Claro que iba uno a magrear a la novia. Era el único sitio donde se podía. Porque, si no, no le dejaban a uno ni a sol ni a sombra. No digamos cogerla de la mano. Hubiera sido un escándalo. El cine era otra cosa. Pero, además, nos gustaban mucho las películas cómicas, los cómicos norteamericanos: Ben Turpin, Fatty, las bañistas de la Keystone, Buster Keaton, Harold Lloyd y Harry Langdon. Eso nos encantaba. También las películas del Oeste.

 

—Y a todos. Y Max Lindel, y La mano que aprieta, y Los misterios de Nueva York. Lo que me interesaba es saber cuándo pensaste dedicarte al cine, cómo se te ocurrió hacer cine.

 

—Lo he contado muchas veces. Fue en París, en el Vieux-Colombier, viendo Las tres luces, de Fritz Lang. La película era mala. Se trata de tres historias de amor. Pero era una película sin letreros.

 

—No era una película tan mala. Para mí, la obra mala de Lang, si es que la tiene —¿quién no?—, es la de América. Pero sus películas hechas en Alemania tienen interés. Lo mismo Las tres luces que M., El doctor Mabuse, Los Nibelungos, Metrópolis. Me doy perfecta cuenta de lo que pudo interesarte en Las tres luces. Desde luego no son sus decorados, hijos de las influencias de Reinhardt, que, naturalmente, habían de molestarte, sino…

 

—La pared. La presencia de la muerte. Aquellos enamorados muertos…

 

—Sí, la pared de la muerte. Es curioso descubrir que tu afición al cine nace del expresionismo alemán. Al fin y al cabo, lo mejor de lo tuyo también está bajo la influencia de la muerte y el destino. En Las tres luces se oponen.
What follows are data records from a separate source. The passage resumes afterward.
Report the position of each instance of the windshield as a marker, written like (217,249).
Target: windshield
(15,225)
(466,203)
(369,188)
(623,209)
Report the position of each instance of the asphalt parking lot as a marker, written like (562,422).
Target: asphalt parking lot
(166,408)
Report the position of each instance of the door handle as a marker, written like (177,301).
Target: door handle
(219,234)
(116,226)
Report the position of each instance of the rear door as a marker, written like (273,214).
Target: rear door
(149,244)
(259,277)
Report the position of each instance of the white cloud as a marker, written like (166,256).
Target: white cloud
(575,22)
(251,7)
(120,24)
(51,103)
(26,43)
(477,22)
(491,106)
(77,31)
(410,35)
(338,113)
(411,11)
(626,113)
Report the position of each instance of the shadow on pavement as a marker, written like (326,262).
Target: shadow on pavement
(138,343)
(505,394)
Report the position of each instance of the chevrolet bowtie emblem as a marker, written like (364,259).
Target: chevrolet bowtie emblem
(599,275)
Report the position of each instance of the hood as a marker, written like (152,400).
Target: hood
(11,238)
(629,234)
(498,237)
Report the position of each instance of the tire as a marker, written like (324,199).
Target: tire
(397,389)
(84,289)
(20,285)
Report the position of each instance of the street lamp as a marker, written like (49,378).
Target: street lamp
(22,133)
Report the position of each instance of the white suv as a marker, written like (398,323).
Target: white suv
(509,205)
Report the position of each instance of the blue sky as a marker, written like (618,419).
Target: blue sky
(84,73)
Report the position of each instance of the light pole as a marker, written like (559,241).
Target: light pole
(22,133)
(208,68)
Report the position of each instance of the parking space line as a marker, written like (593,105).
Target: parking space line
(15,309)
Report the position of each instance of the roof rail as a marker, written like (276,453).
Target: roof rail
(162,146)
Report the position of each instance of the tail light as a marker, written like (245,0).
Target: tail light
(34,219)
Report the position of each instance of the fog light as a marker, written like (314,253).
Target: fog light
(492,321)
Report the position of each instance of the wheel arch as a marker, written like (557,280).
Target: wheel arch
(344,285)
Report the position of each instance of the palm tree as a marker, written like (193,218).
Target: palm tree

Hay un momento en el que la muerte, cansada de triunfar siempre, deja escapar su presa, con tal de que la muchacha pase por diversas pruebas. Pero, naturalmente, el destino, siempre vigilante en esa metafísica, impide el triunfo del hombre sobre la muerte. Pero es curioso que una obra de este tipo, que está en las antípodas del surrealismo, te haya podido llevar a la idea de hacer cine.

 

—No. Ya te dije que la película me pareció muy mala. Lo que me impresionó fue precisamente esa pared, esa lucha. Me convenció de que el cine podía despertar emociones artísticas. Por primera vez sentí una especie de escalofrío, una emoción romántica, y la posibilidad de hacer llegar mi manera de entender el mundo a los demás. Contando, además, con que la mecánica del cine va muy bien con el surrealismo. Aquella presencia de la muerte que llegaba en un carricoche del siglo dieciocho o algo así. Esa intrusión de la muerte me hizo una gran impresión.

 

—¿Y entonces?

 

—Pues sencillamente me fui a una escuela. La de Jean Epstein. Fui con Regoyos y Uzelay.

 

—¡Qué recuerdos! Uzelay, Bilbao… Yo tenía un dibujo de Uzelay, un dibujo cubista, de los pocos que hizo, en mi casa de Valencia. Me gustaría saber dónde está.

 

—Uff, mejor no hacer cuentas. Un mes después le dije a Epstein: «Yo quiero trabajar en el set, aunque sea de barrendero». Y así empecé.

 

—Lo curioso es que debiste trabajar con él, en esa época, en películas como Seis y medio

 

—Sí, y en La caída de la casa Usher.

 

—Y haciendo esa película es cuando te sucedió el famoso incidente que motivó vuestra separación. Es difícil creer lo que cuentan…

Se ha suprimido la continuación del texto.